Skip to content

Random Sample Classification

By default PrivaceraCloud scans at "shallow depth" of a database. That is, for performance, the system examines only the first 500 records of the database to derive the classifications.

This default assumes that the database itself is uniform with normalized data that the first 500 records accurately represent.

However, with some unnormalized databases, this uniformity might be lacking.

If you suspect that your database values are not uniform, you can configure PrivaceraCloud to take a random sample from the entire database for its analysis in classification.

One purpose of random sampling is to help isolate these data variations to eliminate them.

Supported JDBC Databases#

Random sampling is supported for the following databases:

  • MySQL
  • Oracle
  • Trino

If you configure random sampling for any other database, it is ignored.

Prerequisite/Setup#

  • Know the names of the databases you want to randomly sample.
  • Be sure to have the JDBC connection details for those databases.
  • To minimize performance impact, determine if your database can be considered "large". By default, PrivaceraCloud considers any database with 10,000 records or more to be large.

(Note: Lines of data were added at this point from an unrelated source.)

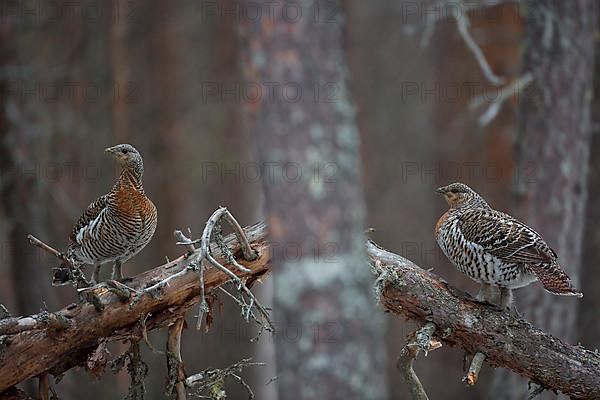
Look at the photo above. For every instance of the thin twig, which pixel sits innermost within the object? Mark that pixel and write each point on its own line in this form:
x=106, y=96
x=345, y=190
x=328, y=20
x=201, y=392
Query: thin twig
x=44, y=387
x=213, y=380
x=536, y=392
x=462, y=25
x=43, y=320
x=68, y=273
x=423, y=342
x=474, y=369
x=513, y=89
x=47, y=248
x=176, y=384
x=145, y=335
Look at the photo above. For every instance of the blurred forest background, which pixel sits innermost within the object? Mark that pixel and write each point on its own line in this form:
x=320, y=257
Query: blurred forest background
x=169, y=78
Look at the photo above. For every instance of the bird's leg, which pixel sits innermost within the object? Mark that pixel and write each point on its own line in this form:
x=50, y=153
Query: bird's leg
x=96, y=274
x=117, y=273
x=487, y=294
x=506, y=299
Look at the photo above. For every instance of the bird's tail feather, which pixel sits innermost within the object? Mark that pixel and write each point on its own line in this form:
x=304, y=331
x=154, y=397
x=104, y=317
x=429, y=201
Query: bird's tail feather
x=555, y=280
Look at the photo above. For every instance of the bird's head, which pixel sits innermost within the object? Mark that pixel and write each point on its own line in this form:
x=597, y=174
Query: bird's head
x=458, y=194
x=126, y=155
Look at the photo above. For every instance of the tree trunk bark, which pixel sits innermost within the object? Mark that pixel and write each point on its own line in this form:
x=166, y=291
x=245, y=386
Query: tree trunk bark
x=308, y=149
x=553, y=152
x=589, y=327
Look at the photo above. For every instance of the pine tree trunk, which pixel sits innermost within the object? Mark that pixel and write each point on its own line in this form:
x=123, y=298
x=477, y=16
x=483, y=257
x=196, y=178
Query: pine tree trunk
x=331, y=338
x=553, y=152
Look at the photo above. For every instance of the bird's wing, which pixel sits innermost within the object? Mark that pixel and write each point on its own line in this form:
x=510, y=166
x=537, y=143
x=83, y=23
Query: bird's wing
x=89, y=220
x=505, y=237
x=514, y=242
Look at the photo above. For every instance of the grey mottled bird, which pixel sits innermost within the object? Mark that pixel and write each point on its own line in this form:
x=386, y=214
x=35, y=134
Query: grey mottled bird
x=495, y=249
x=117, y=225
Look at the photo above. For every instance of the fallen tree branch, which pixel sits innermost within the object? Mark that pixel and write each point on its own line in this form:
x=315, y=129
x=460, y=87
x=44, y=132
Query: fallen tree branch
x=403, y=288
x=210, y=383
x=422, y=342
x=37, y=351
x=507, y=340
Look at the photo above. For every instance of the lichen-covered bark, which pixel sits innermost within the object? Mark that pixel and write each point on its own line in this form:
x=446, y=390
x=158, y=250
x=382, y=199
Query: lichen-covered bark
x=331, y=342
x=554, y=139
x=41, y=350
x=507, y=340
x=589, y=328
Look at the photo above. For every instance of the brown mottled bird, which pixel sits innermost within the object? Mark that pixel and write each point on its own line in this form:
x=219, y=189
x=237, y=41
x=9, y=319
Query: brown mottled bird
x=119, y=224
x=495, y=249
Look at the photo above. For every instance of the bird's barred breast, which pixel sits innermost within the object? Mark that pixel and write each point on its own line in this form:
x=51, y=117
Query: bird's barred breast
x=474, y=261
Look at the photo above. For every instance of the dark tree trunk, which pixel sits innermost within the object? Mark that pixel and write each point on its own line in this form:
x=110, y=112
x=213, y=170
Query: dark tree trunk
x=331, y=339
x=553, y=152
x=20, y=180
x=589, y=328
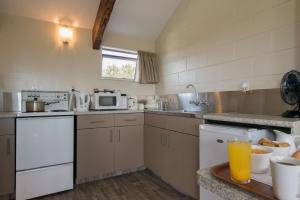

In this case, the random sampling is based on a subset of the data.

Define Datasource (Application)#

Random sampling is part of configuring a datasource. For details on setup, see Applications.

Enable Random Sampling#

To enable random sampling for a database, click the toggle jdbc.random.record.fetching.

If your database has more than 10,000 records, specify the approximate number in the rows.as.small.dataset field.

Effects of Random Sampling#

Random sampling has some visible effects.

Performance Impact#

You might perceive a delay in the running of random samples. Performance times can increase depending on the size of the sample.

Variations in Classifications#

You should not expect the same classification results for the same database from random sample to random sample.

Each random sample operates on a subset of the data. Depending on variations in the sampling of values in the database, the results of classification can vary.

Each random sample is unique. The records are selected randomly and so results vary from sample to smple.

For example, suppose an EMAIL column does not have consistent values:

  1. Sometimes, a delimiter that distinguishes a first and a last name with @-sign indicating Internet domain.

    A random sampling of such records can result in a consistent classification as PERSON NAME.

  2. Sometimes a bare username with no delimited last name and with no @-sign at all.

    The inconsistent variation in the data makes a concrete classification difficult to derive.

This same inherent inconsistency in the column values can result in variations of classification from run to run, each with its own unique random sampling.


Last update: February 26, 2022